THE HOT DAMNED SERIES
A Fashionably Dead Christmas
“Absolutely not. You will return every bit of that crap,” I informed Martha and Jane.
I cautiously poked through the pile of gifts they very mistakenly assumed they were giving to my child for Christmas. Half of the stuff looked like it could blow up the compound.
There was no way in Hell I was permitting them to give my baby slash toddler son a do-it- yourself volcano kit, a set of razor sharp throwing stars, or an air soft gun with bullets and a charger. The crowning jewel was something that looked disturbingly like a teddy bear shaped grenade, though I couldn’t confirm it for certain.
The old biddies were smoking crack if they thought any of this shit was going to fly.
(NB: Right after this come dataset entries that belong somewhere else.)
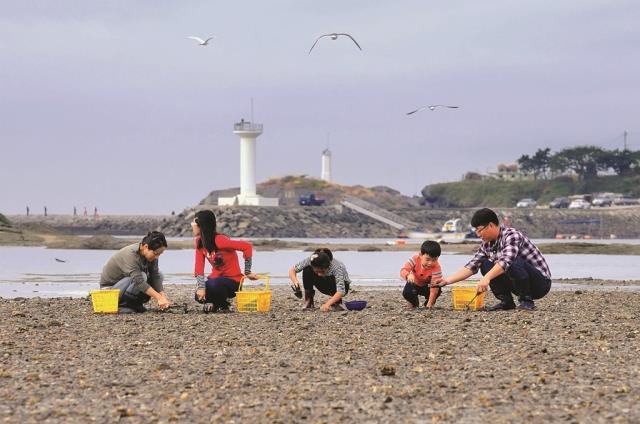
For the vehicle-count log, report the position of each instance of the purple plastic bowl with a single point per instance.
(356, 305)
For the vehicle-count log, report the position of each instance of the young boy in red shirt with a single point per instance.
(421, 271)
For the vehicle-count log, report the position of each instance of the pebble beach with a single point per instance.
(575, 359)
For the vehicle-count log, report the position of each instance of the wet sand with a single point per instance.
(575, 359)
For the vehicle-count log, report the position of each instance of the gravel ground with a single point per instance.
(575, 359)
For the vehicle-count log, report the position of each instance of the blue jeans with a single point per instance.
(218, 290)
(128, 292)
(521, 279)
(411, 292)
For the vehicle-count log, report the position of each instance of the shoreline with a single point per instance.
(573, 359)
(106, 242)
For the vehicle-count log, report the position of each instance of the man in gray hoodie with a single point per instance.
(134, 271)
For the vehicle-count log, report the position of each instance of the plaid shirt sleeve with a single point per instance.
(302, 264)
(510, 248)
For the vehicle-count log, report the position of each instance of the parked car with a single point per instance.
(625, 201)
(580, 204)
(526, 203)
(559, 202)
(310, 199)
(602, 201)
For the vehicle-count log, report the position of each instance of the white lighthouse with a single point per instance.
(248, 132)
(325, 173)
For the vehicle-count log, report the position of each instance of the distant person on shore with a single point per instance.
(220, 251)
(134, 271)
(422, 273)
(510, 264)
(323, 272)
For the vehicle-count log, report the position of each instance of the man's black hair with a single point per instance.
(320, 259)
(483, 217)
(431, 248)
(154, 240)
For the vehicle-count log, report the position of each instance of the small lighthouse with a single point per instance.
(325, 173)
(248, 133)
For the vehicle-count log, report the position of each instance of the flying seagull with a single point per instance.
(431, 107)
(200, 40)
(334, 36)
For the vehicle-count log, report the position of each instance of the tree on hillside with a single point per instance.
(538, 164)
(622, 161)
(585, 161)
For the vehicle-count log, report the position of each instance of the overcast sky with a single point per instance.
(108, 104)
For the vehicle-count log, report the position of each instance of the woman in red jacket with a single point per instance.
(220, 251)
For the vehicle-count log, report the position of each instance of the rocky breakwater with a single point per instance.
(288, 221)
(126, 225)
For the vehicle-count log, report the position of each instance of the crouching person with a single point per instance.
(134, 271)
(321, 271)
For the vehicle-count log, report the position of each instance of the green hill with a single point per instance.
(289, 187)
(498, 193)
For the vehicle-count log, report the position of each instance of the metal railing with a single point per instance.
(247, 126)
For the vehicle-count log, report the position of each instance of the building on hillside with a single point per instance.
(509, 172)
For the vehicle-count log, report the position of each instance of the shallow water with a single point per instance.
(34, 271)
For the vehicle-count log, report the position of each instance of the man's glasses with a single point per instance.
(479, 230)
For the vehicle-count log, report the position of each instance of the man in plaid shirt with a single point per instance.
(509, 262)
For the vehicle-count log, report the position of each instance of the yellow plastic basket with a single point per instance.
(253, 300)
(105, 301)
(462, 295)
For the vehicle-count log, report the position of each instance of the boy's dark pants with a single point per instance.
(325, 285)
(218, 290)
(521, 279)
(411, 292)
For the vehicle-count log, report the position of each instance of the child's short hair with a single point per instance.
(431, 248)
(154, 240)
(321, 258)
(484, 216)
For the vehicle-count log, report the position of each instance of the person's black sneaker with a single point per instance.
(224, 310)
(131, 308)
(504, 305)
(526, 304)
(297, 292)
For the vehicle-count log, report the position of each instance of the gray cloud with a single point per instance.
(108, 104)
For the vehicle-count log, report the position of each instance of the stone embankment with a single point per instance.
(336, 221)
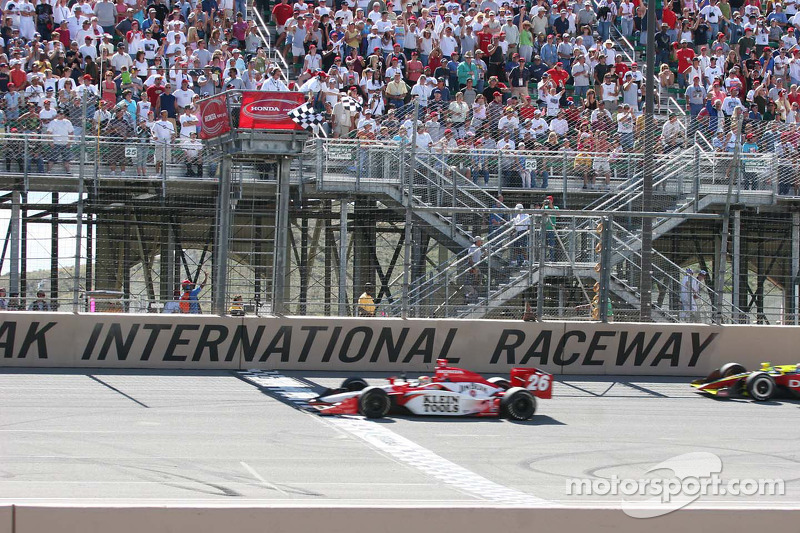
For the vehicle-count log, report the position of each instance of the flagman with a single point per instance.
(275, 83)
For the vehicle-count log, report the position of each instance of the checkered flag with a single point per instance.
(350, 104)
(306, 116)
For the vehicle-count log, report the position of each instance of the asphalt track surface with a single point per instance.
(213, 438)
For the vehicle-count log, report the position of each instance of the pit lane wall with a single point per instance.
(65, 340)
(127, 519)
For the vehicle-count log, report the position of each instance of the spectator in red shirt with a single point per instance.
(155, 91)
(620, 68)
(685, 55)
(484, 38)
(559, 75)
(18, 76)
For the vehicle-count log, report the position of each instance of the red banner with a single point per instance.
(214, 118)
(269, 111)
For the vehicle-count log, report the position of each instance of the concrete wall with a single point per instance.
(33, 519)
(210, 342)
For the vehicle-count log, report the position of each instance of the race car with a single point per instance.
(450, 392)
(733, 379)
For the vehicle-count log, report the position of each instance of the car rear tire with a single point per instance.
(353, 385)
(760, 386)
(518, 404)
(500, 382)
(374, 402)
(731, 369)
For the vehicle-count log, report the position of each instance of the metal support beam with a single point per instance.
(219, 295)
(281, 238)
(23, 247)
(605, 271)
(79, 215)
(542, 260)
(54, 252)
(793, 304)
(343, 258)
(646, 281)
(737, 265)
(304, 266)
(13, 260)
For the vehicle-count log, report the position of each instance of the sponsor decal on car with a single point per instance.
(440, 403)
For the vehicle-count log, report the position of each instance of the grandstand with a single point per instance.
(433, 125)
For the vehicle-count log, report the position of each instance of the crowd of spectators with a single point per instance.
(128, 70)
(499, 75)
(548, 76)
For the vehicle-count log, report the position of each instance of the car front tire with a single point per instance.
(760, 386)
(353, 384)
(374, 402)
(518, 404)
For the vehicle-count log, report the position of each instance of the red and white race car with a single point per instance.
(450, 392)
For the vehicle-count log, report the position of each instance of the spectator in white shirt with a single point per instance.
(61, 131)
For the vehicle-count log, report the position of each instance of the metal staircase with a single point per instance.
(625, 259)
(386, 170)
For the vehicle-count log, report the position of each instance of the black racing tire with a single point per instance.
(518, 404)
(731, 369)
(760, 386)
(354, 384)
(500, 382)
(714, 375)
(374, 402)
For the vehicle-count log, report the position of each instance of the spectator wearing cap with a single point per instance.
(549, 52)
(163, 136)
(496, 59)
(695, 98)
(120, 59)
(88, 88)
(712, 15)
(17, 75)
(565, 51)
(274, 83)
(397, 90)
(519, 77)
(467, 69)
(48, 111)
(581, 76)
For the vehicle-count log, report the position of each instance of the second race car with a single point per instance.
(733, 379)
(450, 392)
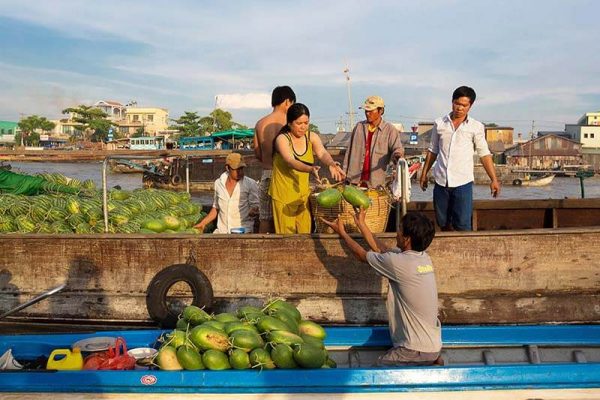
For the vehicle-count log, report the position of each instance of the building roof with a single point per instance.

Samuel, my eight-month old baby, who was roughly the size of a four year old, did enough damage on his own without any explosive paraphernalia to aid him. His natural abilities came with the territory of being a half Vampyre-half Demon.
“Return it? No can do,” Martha informed me in her outdoor voice as she adjusted her saggy bosom.
Her choice of clothing was nightmare inducing—a horrific lime green sequined tube dress. With the way the light from the chandelier illuminated it, it was all I could do not to squint at the fashion disaster.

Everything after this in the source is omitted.